Administrative Court of Cologne, September 25, 2018, Case No.: 5 K 2572/18
When foreign nationals requiring a visa wish to visit Germany, they must provide proof that their living expenses during the visit are covered and that no costs will arise for the Federal Republic of Germany. This proof is usually provided through a commitment declaration. In this declaration, a sponsor living in Germany commits to covering all costs incurred during the visitor’s stay in Germany. Living expenses include food, housing, clothing, and other basic needs, as well as care in case of illness and need for long-term care. Responsibility for receiving such a commitment declaration under §§ 66 – 68 of the Residence Act (AufenthG) usually lies with the German immigration authority at the inviter’s place of residence.
Under the legal system, it is up to the sponsor to decide whether and to what extent they will cover the living expenses of a foreigner in Germany, thereby fulfilling the required conditions for their stay. Accordingly, each commitment declaration must be specifically interpreted according to §§ 133, 157 of the German Civil Code (BGB) to determine the purpose and duration of the stay it covers. The authority is responsible for alerting the applicant to possible misconceptions or misinterpretations of the application. If there is an evident misconception by the applicant, the authority must correct it, as an atypical case may exist.
Introduction and Background of the Case
The plaintiff submitted a commitment declaration on August 14, 2014, under § 68 of the Residence Act to the immigration authority to secure the living expenses of a non-related Syrian child, B. This declaration was necessary to allow B. to enter Germany. The commitment was tied to the child’s stay in Germany, including a possible illegal stay. After assessing the plaintiff’s financial capability, the immigration authority gave preliminary approval for the visa issuance. B. entered Germany with his family on December 24, 2014, and later received refugee status and a residence permit under § 25 (2) of the Residence Act.
Legal Basis and Interpretation of the Commitment Declaration
In October 2015, the plaintiff was informed by the Jobcenter that he might not have fulfilled his commitment, as benefits under SGB II had been applied for on behalf of B. The Jobcenter pointed to a possible reimbursement obligation under § 68 of the Residence Act. Later, in January 2018, the Jobcenter demanded €5,232.82 from the plaintiff for benefits paid between July 2015 and December 2017. The plaintiff disputed this claim, leading to the court case.

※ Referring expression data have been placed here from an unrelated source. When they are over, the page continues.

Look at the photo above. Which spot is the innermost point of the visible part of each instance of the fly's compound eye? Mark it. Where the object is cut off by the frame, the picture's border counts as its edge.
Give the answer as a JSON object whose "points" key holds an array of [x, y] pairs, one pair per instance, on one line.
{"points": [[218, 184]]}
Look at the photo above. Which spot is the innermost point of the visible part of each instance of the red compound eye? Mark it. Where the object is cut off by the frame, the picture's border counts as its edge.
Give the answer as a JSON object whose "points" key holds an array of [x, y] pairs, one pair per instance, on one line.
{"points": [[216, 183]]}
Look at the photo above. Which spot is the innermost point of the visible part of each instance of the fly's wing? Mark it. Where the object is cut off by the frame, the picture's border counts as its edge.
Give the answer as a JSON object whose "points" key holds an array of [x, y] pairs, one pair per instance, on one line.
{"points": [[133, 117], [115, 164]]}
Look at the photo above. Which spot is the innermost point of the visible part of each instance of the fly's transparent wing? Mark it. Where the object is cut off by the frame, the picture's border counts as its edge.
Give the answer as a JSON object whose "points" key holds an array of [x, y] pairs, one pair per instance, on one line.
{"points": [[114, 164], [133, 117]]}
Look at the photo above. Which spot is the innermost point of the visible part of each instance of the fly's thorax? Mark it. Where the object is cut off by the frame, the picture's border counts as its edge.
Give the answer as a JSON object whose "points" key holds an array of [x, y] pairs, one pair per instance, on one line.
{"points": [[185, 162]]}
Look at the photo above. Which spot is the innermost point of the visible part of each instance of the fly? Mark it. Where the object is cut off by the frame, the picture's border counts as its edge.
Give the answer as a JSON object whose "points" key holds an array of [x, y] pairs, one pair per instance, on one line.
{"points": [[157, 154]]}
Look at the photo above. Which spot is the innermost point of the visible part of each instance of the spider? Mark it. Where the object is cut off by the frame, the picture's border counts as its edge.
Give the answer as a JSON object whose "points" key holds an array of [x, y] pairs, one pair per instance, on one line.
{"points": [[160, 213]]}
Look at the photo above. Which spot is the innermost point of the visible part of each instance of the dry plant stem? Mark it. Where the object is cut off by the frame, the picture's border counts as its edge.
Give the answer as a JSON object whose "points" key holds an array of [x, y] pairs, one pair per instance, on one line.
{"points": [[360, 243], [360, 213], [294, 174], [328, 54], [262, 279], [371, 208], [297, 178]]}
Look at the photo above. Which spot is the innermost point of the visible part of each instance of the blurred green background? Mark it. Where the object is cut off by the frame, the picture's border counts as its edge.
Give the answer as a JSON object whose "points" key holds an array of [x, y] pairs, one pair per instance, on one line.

The court ruled that the plaintiff’s liability under the commitment declaration ended with the issuance of the residence permit on July 30, 2015. Under § 68 paragraph 1 sentence 1, 3 of the Residence Act, the sponsor is liable for a period of five years for public funds used for the foreigner’s living expenses. However, the transitional regulation in § 68a of the Residence Act limits this liability to three years for commitments made before August 6, 2016. In this case, the primary purpose of the stay was fulfilled with the issuance of the residence permit, so the plaintiff’s commitment ended.
Judgment and Legal Evaluation
The court conducted a comprehensive interpretation of the commitment declaration to determine the precise extent of the plaintiff’s liability. The interpretation followed the principles of §§ 133, 157 of the German Civil Code (BGB). It was determined that the commitment declaration in this case was only valid until the residence permit was issued under § 25 (2) of the Residence Act. This meant that the plaintiff’s liability ended with the recognition of refugee status and the subsequent issuance of the residence permit.
Plaintiff’s Argument and Judicial Evaluation
The plaintiff argued that he would not have signed the commitment declaration had he been fully aware of the legal consequences. He emphasized that the immigration authority failed to adequately inform him about the significance and implications of the commitment declaration. Furthermore, the plaintiff noted that the financial burden associated with the commitment would have been unreasonable for him, as he had a family to support.
The court accepted the plaintiff’s argument and recognized the presence of an atypical case. It ruled that the plaintiff’s commitment declaration should be interpreted as having ended with the issuance of the residence permit. This decision was influenced by the lack of proper information provided by the immigration authority and the unreasonable financial burden on the plaintiff.
Reimbursement Obligation and Proportionality
The court annulled the plaintiff’s reimbursement obligation for benefits paid after July 31, 2015. It emphasized that the relevant authority must exercise discretion and maintain proportionality when asserting reimbursement claims. In atypical cases like this one, it must be determined to what extent the claim can be enforced and whether payment relief should be granted.
Conclusion
The judgment highlights the need for commitment declarations to be carefully interpreted, considering the individual circumstances. The information obligations of the authorities play a crucial role in this process. In this case, the plaintiff’s reimbursement obligation ended with the issuance of the residence permit, leading to the annulment of the contested decision. The ruling clarifies that the sponsor’s liability ends once the purpose of the stay has been fulfilled by issuing a new residence permit.